# Can you represent the oxidation of "1-butylene"?

Sep 5, 2017

${H}_{2} C = C H C {H}_{2} C {H}_{3} \left(g\right) + 6 {O}_{2} \left(g\right) \rightarrow 4 C {O}_{2} \left(g\right) + 4 {H}_{2} O \left(l\right)$

#### Explanation:

The usual rigmarole is to balance the carbons as carbon dioxide, then balance the hydrogens as water, and then balance the oxygens.........you can get very good at this stoichiometry, and remember that you do this already every time you get change from a large bill....

For an alkanes, say butane, we follow the same rigmarole....

${C}_{4} {H}_{10} \left(g\right) + \frac{13}{2} {O}_{2} \left(g\right) \rightarrow 4 C {O}_{2} \left(g\right) + 5 {H}_{2} O \left(l\right)$

And thus here I took 4 equiv carbon dioxide, and then five equiv of water, and then balanced up the required dioxygens. You could double the entire equation to give....
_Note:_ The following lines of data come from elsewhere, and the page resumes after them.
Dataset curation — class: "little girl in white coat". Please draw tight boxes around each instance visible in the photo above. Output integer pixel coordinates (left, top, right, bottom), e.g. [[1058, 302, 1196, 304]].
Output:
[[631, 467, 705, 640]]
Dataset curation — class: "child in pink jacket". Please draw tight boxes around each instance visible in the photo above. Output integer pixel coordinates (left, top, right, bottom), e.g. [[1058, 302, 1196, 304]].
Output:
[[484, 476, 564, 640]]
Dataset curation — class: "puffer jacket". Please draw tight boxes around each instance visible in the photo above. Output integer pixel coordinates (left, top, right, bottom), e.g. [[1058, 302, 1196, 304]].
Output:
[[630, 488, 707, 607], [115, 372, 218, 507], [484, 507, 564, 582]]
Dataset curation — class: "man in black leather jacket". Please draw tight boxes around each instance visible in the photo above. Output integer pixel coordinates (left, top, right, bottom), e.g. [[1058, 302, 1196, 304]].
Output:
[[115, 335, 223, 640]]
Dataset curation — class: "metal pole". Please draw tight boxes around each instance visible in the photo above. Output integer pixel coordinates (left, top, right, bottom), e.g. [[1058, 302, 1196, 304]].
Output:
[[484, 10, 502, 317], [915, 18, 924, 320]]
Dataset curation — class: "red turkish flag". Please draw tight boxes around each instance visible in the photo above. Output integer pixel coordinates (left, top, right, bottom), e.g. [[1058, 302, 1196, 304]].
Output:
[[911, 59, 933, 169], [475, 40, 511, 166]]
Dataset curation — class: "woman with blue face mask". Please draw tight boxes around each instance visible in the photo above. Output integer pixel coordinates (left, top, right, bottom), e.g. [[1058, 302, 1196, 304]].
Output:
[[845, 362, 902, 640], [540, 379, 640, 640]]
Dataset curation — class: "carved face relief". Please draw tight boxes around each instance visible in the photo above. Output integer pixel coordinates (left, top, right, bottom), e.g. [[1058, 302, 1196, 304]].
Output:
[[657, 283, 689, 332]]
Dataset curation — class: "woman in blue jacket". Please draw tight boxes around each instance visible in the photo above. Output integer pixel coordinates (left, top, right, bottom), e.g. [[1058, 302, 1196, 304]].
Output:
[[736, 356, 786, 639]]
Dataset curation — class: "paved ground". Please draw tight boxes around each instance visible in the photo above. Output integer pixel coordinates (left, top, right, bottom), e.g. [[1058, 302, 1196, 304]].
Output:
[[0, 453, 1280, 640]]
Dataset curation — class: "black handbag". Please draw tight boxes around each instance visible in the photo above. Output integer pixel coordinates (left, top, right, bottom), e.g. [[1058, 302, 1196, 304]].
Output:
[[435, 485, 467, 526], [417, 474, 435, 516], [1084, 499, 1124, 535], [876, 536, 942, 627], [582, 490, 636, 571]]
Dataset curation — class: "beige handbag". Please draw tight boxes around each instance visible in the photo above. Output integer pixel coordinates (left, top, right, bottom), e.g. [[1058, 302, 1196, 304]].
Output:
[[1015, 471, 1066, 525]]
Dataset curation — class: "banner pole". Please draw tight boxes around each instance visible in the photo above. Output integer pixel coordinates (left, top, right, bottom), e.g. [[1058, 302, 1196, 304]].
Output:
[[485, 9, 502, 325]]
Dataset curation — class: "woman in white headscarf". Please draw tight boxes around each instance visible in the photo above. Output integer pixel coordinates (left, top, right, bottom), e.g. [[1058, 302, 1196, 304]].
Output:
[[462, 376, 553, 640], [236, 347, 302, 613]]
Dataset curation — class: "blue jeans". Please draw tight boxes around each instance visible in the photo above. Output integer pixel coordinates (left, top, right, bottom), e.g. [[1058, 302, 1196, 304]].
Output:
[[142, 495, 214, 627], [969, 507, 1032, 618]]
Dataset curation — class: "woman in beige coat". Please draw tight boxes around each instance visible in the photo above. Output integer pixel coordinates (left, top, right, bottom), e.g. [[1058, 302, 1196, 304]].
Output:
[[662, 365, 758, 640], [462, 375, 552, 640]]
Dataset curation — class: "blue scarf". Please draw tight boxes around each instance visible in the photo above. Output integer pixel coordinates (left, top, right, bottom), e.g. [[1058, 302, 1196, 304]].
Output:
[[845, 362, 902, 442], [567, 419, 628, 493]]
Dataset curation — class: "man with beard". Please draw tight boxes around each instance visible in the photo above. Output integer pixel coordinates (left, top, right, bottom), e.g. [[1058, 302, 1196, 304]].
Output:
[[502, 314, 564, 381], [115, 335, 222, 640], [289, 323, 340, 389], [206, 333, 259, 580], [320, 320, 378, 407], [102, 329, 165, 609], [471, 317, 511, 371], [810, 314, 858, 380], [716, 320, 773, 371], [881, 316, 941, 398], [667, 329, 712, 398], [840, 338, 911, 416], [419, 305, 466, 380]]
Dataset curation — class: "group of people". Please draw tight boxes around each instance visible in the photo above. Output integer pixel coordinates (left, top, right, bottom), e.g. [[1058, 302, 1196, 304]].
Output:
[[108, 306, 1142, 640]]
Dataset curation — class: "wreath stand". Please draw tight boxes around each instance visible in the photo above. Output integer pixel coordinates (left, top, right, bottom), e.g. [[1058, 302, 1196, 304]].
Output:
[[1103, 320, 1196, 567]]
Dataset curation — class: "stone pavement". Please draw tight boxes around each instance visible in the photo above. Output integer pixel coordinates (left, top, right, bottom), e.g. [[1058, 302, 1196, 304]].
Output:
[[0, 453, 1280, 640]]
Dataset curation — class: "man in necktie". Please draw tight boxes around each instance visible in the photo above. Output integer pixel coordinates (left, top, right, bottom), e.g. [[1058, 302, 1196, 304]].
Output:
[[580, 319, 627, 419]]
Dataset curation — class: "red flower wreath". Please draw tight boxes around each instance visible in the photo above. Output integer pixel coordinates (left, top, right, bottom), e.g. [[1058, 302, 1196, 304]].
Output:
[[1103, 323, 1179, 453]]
$2 {C}_{4} {H}_{10} \left(g\right) + 13 {O}_{2} \left(g\right) \rightarrow 8 C {O}_{2} \left(g\right) + 10 {H}_{2} O \left(l\right)$

I think the arithmetic is easier in the former case.... Anyway try it out for ${C}_{2} {H}_{6}$, ${H}_{2} C = C H C {H}_{3}$, and ${H}_{3} C - C {H}_{2} O H$; these are probably all reasonable questions at your current level.

Sep 5, 2017

The balanced equation is:

${C}_{4} {H}_{8} + 6 {O}_{2} \to 4 C {O}_{2} + 4 {H}_{2} O$

#### Explanation:

The formula for butene is

${C}_{4} {H}_{8}$

You are going to bun it with plenty of oxygen:

${C}_{4} {H}_{8} + \left({n}_{1}\right) {O}_{2}$

The products are carbon dioxide and water:

${C}_{4} {H}_{8} + \left({n}_{1}\right) {O}_{2} \to \left({n}_{2}\right) C {O}_{2} + \left({n}_{3}\right) {H}_{2} O$

Solved for the 3 variables:

${C}_{4} = \left({n}_{2}\right) C$

${n}_{2} = 4$

${H}_{8} = \left({n}_{3}\right) {H}_{2}$

${n}_{3} = 4$

$\left({n}_{1}\right) {O}_{2} = \left(4\right) {O}_{2} + \left(4\right) O$

$\left({n}_{1}\right) {O}_{2} = \left(4\right) {O}_{2} + \left(2\right) {O}_{2}$

${n}_{1} = 6$

The balanced equation is:

${C}_{4} {H}_{8} + 6 {O}_{2} \to 4 C {O}_{2} + 4 {H}_{2} O$

Sep 5, 2017

The balanced equation is:

$2 {C}_{4} {H}_{6} + 11 {O}_{2} \to 8 C {O}_{2} + 6 {H}_{2} O$

#### Explanation:

Unbalanced equation is:

${C}_{4} {H}_{6} + {O}_{2} \to C {O}_{2} + {H}_{2} O$

First we can put $4$ in front of $C {O}_{2}$ to balance the number of carbon atoms:

${C}_{4} {H}_{6} + {O}_{2} \to 4 C {O}_{2} + {H}_{2} O$

Now we can put $3$ next to water to balance hydrogene:

${C}_{4} {H}_{6} + {O}_{2} \to 4 C {O}_{2} + 3 {H}_{2} O$

Hydrogen and carbon are now balanced, but not oxygen. On the right side there are $11$ atoms, on the left side $2$. To balance it we have to put $5.5$ on the left side:

${C}_{4} {H}_{6} + 5.5 {O}_{2} \to 4 C {O}_{2} + 3 {H}_{2} O$

The equation is now balanced, but it is not correct to put fractions as the coefficients in a chemical reactions. To keep the equation ballanced and make all coefficients integer we have to multiply all coefficients by $2$

$2 {C}_{4} {H}_{6} + 11 {O}_{2} \to 8 C {O}_{2} + 6 {H}_{2} O$